Entonces, los dirigentes visibles del Sendero redivivo (Íber Maraví, César Tito Rojas entre otros) entraron en nueva fiebre y, aunque no lo proclamaron, se sintieron nuevamente en el equilibrio estratégico. Sendero nunca rehuyó el escenario electoral, lo consideró siempre un terreno de acumulación de fuerzas. Llegó a 2025 en éxtasis, nuevamente en vientre de alquiler. Roberto Sánchez, oportunista al fin, se entregó a sus demandas, desde el símbolo hasta las listas. A punto estuvo de ganar en 2026, disfrazado de sombrero, las elecciones otra vez. Pero no pudo.
Hoy Sendero controla la bancada congresal de Juntos por el Perú y parte de la de Ahora Nación y de la de Obras. No creo que por mucho tiempo, pero esto le permitió abandonar el hemiciclo segundos antes del inicio del discurso de la Presidente de la República y convocar a una raleada movilización de sus organizaciones sociales, más bien de sus organismos generados. Aunque la respuesta popular fue prácticamente nula y volvió a fracasar el 29, está claramente al acecho de cada eventual error del gobierno, para seguir sumando fuerzas circunstanciales. El valor de la persistencia no está suficientemente aquilatado en el Perú.
La idea de los nuevos senderistas es construir un relato verosímil de que está en proceso de consolidación un nuevo poder diferente del poder oficial
En la teoría leninista, el equilibrio estratégico debe traducirse en dualidad de poderes. Por eso la insistencia del nuevo Sendero Luminoso en desconocer el resultado electoral o en “reconocer” a Roberto Sánchez como “su presidente”, tema que sus parlamentarios enarbolaron luego de salir del Congreso el 28 y que ya comenzó a agotarse por insuficiencia del personaje. La idea de los nuevos senderistas es construir un relato verosímil de que está en proceso de consolidación un nuevo poder diferente del poder oficial y, en este punto, la manga de aliados y cómplices juega un papel protagónico. Son los expertos en narrativas, que al final defienden su fuente de ingresos.

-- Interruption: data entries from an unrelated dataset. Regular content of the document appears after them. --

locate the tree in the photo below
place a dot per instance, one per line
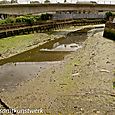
(108, 15)
(65, 1)
(14, 1)
(46, 1)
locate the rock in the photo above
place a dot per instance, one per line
(108, 62)
(75, 74)
(104, 70)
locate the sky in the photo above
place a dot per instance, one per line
(73, 1)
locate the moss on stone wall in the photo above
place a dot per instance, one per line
(109, 33)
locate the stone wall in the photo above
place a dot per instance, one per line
(109, 31)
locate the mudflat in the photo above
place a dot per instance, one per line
(82, 84)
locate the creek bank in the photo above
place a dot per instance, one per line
(81, 84)
(14, 45)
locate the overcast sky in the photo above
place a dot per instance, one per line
(73, 1)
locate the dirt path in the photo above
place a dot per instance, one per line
(81, 85)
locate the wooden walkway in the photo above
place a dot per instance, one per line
(44, 27)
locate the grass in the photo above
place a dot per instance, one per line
(19, 43)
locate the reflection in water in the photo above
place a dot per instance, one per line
(28, 64)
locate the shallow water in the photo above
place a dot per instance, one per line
(29, 64)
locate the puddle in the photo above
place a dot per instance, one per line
(29, 64)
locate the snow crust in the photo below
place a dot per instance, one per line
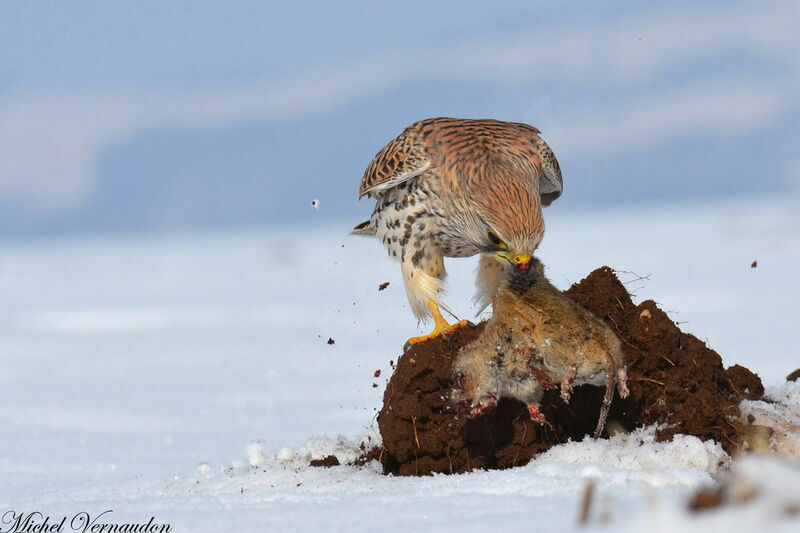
(181, 377)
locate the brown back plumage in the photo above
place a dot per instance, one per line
(451, 147)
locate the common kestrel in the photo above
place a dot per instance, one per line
(455, 188)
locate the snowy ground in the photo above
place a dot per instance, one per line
(137, 373)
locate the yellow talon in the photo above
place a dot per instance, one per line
(441, 327)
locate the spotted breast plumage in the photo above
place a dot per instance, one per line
(450, 187)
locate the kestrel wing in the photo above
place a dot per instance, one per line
(399, 161)
(550, 183)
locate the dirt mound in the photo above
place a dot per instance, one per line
(674, 379)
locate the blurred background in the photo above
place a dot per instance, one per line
(154, 116)
(168, 290)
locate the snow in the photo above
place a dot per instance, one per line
(188, 377)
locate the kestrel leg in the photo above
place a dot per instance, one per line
(423, 273)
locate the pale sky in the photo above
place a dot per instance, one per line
(126, 116)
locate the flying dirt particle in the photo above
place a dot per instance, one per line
(325, 462)
(706, 499)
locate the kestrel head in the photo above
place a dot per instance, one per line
(512, 228)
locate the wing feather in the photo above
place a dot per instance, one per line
(401, 160)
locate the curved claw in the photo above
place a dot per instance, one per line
(441, 327)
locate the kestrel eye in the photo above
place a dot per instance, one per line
(494, 239)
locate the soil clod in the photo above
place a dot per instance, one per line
(674, 380)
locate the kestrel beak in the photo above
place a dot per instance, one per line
(521, 261)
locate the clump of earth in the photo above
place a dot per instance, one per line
(675, 381)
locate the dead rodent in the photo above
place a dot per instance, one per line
(537, 338)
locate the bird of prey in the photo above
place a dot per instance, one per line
(449, 187)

Descuidar este escenario es un enorme equívoco. Ya es hora de que, quienes padecimos la experiencia del Sendero asesino digamos orgánicamente nuestra verdad y que lo hagamos con conocimiento y valentía. Esto no quiere decir que no combatamos enérgicamente cualquier violación de derechos humanos, sólo implica que lo hagamos sin anteojeras.